Japanese Financial Services Agency (FSA) pushes out new regulatory standards for exchanges in order to avoid being hacked.
Major hacks on exchanges, most notably the $530 million hack of the Japanese Exchange known as CoinCheck in January 2018, have led the Japanese Financial Services Agency (FSA) to push out new regulatory standards. CoinCheck was in the process of seeking a license from the FSA when they experienced the hack. The new changes include on-site inspections, investigations and other governmental assessments of safety standards. Many Japanese exchanges have closed their doors due to these recent announcements, however, those who are seeking licensing now must follow a new five-point plan.
1. Exchange staff may not store crypto assets on internet-connected devices and must set multiple passwords to gain access to any stored funds in order to transfer them.
2. Exchange staff must enhance customer identification efforts as well as implement 2-factor authentications.
3. Exchange staff must check customer balances multiple times every day to watch for any changes in asset holdings. The FSA will also require exchanges to define rules that keep staff from using the asset holdings of clients.
4. Certain types of currencies will be banned, including privacy coins. These include but are not limited to Dash (DASH), Zcash (ZEC) and Monero (XMR). Read more about this ban in Deanna’s article.

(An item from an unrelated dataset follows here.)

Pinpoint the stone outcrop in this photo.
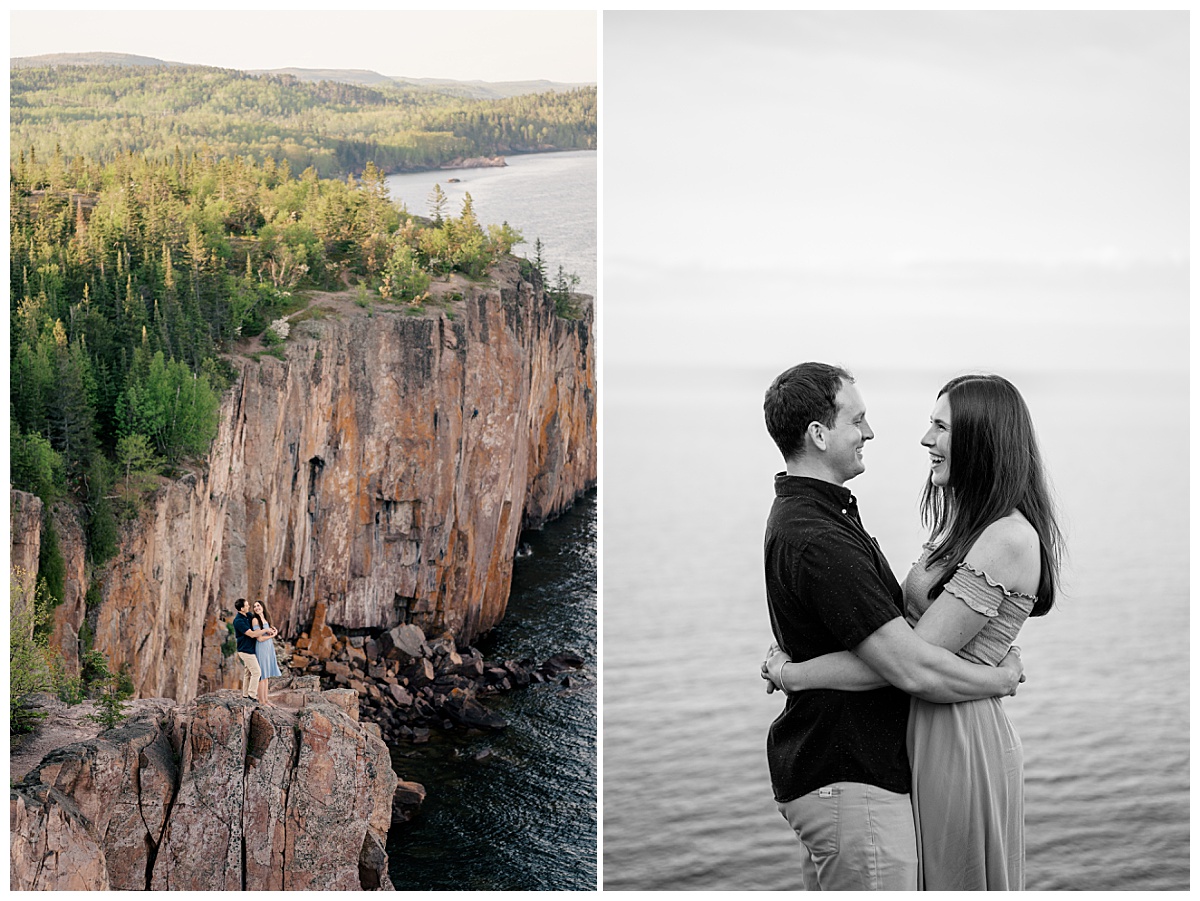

5. Exchange’s must find ways to separate staff from shareholders, as well as separate system developers from assets management roles. This is being required to avoid price manipulation and insider trading.
This five-point plan will help the FSA asses applicants for licensing as well as serve as a rubric for exchanges trying to get approved for FSA licensing. It will be interesting to see if any existing exchanges decide to close following these new guidelines, especially with the banning of privacy coins.